O jornal revelou ainda que a Jordânia alertou que o ataque de forças israelenses contra os palestinos na Mesquita de Al-Aqsa, em Jerusalém, traria “consequências catastróficas”. As revelações apuradas pelo NYT mostram que não se tratou apenas de falha de um dos sistemas de segurança mais modernos e efetivos do mundo.
Conforme fontes israelenses relataram ao jornal, autoridades de segurança israelenses passaram meses tentando alertar o primeiro-ministro Benjamin Netanyahu sobre como a turbulência política causada por suas políticas internas estava enfraquecendo a segurança nacional e encorajando os inimigos de Israel.
Desde o início deste ano, protestos massivos foram registrados no país contra a reforma do sistema judiciário, visando limitar os poderes deste braço do poder.

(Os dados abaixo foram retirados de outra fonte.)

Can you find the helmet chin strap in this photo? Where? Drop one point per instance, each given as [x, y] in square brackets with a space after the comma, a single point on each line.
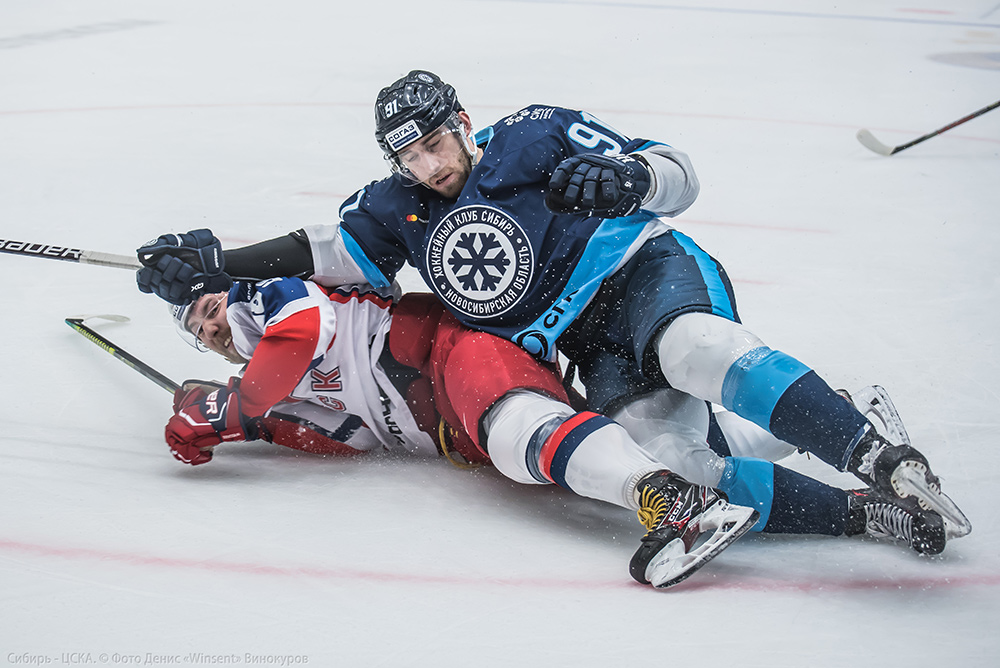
[469, 144]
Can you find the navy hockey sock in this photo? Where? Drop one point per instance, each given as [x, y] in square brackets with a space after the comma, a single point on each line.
[812, 417]
[805, 505]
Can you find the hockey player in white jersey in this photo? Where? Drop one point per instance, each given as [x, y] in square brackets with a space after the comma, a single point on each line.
[331, 371]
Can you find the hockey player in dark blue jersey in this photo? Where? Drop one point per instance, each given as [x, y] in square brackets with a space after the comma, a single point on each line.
[551, 229]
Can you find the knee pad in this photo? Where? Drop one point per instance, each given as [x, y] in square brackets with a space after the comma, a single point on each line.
[696, 351]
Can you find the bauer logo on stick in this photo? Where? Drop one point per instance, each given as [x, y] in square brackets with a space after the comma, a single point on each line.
[46, 250]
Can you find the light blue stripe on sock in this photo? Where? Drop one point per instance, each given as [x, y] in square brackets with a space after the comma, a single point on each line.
[750, 482]
[756, 381]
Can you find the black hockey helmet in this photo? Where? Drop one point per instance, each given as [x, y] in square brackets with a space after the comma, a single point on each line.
[409, 108]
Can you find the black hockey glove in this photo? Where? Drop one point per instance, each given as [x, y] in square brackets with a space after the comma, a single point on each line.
[611, 186]
[180, 267]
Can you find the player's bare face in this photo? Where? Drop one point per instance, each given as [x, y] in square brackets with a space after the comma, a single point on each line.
[208, 322]
[439, 161]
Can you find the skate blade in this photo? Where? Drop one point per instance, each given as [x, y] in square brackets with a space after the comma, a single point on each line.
[912, 481]
[674, 564]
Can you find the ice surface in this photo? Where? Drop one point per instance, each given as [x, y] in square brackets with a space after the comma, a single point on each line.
[120, 121]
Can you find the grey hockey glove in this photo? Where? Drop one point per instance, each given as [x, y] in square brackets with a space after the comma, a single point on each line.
[610, 186]
[180, 267]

Ato contínuo, Netanyahu vem desde o ano passado acelerando projetos de colonização de territórios da Palestina ocupados militarmente por Tel Aviv.
“A força militar mais poderosa do Oriente Médio não apenas subestimou por completo a magnitude do ataque, mas falhou completamente nos seus esforços de recolha de informações, principalmente devido à arrogância e à suposição errada de que o Hamas era uma ameaça contida”, diz trecho do artigo.
Reuniões negadas
De acordo com as fontes do jornal, a certa altura, no último mês de julho, o primeiro-ministro Benjamin Netanyahu não quis se encontrar com um general de alta patente que tentava lhe avisar sobre a ameaça iminente, com base em informações confidenciais da inteligência.

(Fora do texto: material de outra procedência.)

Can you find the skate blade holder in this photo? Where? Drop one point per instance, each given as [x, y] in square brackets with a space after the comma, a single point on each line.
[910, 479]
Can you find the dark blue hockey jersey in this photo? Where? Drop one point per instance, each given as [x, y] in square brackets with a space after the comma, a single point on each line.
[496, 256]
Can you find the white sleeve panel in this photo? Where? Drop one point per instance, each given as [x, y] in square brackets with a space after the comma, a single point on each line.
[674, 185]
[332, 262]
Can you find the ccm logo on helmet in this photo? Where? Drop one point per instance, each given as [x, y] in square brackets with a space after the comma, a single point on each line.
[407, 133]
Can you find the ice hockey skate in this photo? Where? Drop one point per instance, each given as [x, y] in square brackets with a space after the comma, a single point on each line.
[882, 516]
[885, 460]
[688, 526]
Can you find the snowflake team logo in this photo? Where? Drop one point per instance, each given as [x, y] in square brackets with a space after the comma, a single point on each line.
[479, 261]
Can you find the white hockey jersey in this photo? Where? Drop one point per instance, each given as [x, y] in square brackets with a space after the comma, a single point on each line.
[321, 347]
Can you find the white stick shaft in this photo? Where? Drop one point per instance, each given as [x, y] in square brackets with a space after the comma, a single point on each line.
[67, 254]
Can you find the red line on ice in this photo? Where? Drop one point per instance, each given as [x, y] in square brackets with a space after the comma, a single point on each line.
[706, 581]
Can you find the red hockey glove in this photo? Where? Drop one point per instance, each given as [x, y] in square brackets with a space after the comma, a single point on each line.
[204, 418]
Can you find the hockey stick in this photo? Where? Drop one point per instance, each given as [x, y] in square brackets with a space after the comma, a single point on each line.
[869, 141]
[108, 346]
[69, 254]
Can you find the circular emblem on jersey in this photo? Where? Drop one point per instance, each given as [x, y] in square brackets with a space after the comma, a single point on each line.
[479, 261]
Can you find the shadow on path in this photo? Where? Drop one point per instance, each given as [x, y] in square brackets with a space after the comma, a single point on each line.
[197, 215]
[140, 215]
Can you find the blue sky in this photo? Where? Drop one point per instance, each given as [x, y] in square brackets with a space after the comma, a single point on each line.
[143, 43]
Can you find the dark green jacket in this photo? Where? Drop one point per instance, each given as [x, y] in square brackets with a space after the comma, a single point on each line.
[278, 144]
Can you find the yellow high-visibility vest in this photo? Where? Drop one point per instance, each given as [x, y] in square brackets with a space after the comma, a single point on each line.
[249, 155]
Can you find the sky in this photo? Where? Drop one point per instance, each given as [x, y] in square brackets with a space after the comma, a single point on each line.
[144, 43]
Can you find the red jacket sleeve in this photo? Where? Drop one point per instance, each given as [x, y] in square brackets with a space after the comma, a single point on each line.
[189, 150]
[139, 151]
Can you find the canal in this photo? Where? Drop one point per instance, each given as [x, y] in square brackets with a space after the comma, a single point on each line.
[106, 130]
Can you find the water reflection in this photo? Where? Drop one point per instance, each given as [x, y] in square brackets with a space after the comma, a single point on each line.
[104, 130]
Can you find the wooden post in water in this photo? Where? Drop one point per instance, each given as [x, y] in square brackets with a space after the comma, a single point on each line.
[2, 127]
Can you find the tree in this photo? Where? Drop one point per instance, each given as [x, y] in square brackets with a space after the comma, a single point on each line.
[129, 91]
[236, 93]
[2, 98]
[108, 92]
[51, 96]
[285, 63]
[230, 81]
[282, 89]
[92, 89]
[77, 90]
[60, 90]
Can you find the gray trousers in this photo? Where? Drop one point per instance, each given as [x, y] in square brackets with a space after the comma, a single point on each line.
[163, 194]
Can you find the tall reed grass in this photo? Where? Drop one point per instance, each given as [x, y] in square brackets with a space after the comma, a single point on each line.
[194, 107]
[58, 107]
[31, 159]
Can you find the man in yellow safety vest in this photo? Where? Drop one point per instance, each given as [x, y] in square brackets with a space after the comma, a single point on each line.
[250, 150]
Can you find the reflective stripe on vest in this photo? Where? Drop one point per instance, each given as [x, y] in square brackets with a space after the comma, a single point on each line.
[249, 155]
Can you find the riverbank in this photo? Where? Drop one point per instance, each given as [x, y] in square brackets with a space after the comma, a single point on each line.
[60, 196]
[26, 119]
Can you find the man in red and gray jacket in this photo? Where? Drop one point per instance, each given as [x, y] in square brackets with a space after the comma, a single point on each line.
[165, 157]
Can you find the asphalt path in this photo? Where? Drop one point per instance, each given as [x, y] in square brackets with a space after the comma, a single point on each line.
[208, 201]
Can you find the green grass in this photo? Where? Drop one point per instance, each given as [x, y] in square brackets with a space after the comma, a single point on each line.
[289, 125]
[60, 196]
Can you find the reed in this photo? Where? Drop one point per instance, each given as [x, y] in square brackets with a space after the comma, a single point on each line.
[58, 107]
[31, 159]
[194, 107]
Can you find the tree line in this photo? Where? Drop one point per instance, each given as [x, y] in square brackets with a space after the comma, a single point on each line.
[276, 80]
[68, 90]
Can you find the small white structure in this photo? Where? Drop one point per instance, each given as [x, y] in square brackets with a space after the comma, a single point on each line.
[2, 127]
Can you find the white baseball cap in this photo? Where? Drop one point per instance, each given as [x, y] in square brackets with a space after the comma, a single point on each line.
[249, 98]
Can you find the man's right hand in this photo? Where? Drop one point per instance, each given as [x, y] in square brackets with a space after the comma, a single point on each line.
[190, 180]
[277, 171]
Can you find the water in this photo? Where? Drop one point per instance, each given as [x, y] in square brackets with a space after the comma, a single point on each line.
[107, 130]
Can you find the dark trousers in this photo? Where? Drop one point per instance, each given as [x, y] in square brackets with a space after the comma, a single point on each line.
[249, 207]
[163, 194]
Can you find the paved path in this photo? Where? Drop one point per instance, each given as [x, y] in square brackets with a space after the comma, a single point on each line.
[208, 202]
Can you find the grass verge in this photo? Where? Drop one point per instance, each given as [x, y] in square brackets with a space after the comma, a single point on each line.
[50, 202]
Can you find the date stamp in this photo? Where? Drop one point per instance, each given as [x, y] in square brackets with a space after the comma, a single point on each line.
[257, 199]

O governo de Netanyahu também ignorou os avisos da Jordânia de que os ataques perpetrados pelas autoridades israelenses contra fiéis palestinos na Mesquita de Al-Aqsa, em Jerusalém, no último mês de abril, teriam “consequências catastróficas”.
De acordo com duas autoridades árabes familiarizadas com o assunto, o atual governo de extrema-direita que governa Israel se negou a atender aos avisos de que as suas ações contra o terceiro local mais sagrado do Islã provocavam “sentimentos dentro dos territórios palestinos que poderiam transformar-se em violência.”
Ao mesmo tempo, os próprios responsáveis de segurança israelenses ignoraram “uma cascata de falhas nos últimos anos, e não horas, dias ou semanas”. Entretanto, os membros do Hamas teriam recebido “extenso treino” para planejar e executar o ataque, praticamente sem ser detectado durante um ano.
“Os combatentes, organizados separadamente em diferentes unidades com objetivos específicos, tinham informações meticulosas” sobre as bases militares israelenses e as posições das suas forças.
O dia do ataque
No dia 7 de outubro, aponta o NYT, funcionários da inteligência e da segurança nacional “observaram durante várias horas uma atividade anormalmente elevada do Hamas na Faixa de Gaza”, durante a noite.
Como o governo achava que o Hamas não estava interessado em iniciar uma guerra, a princípio pensaram que se tratava apenas de um exercício noturno ou de uma tentativa de assalto em pequena escala.
“Até quase o início do ataque, ninguém acreditava que a situação fosse suficientemente grave para acordar […] Netanyahu”, diz o NYT, citando três responsáveis da defesa israelenses.
Além disso, o jornal sugere que uma das razões pelas quais Israel não sabia dos planos do Hamas é que não ouviu os comunicadores portáteis dos membros do movimento, algo que a agência israelense de inteligência parou de fazer há um ano, após decidir que era “um desperdício de esforço.”
Da mesma forma, os serviços especiais dos Estados Unidos, o aliado mais próximo de Tel Aviv, também pararam em grande parte de recolher informações sobre o Hamas, considerando o grupo “uma ameaça regional que Israel é capaz de combater”.
As crenças das autoridades israelenses de que o Hamas não representava a maior ameaça para Israel, como o Irã e a organização xiita Hezbollah representavam, “desviaram a atenção e os recursos da luta” contra o grupo.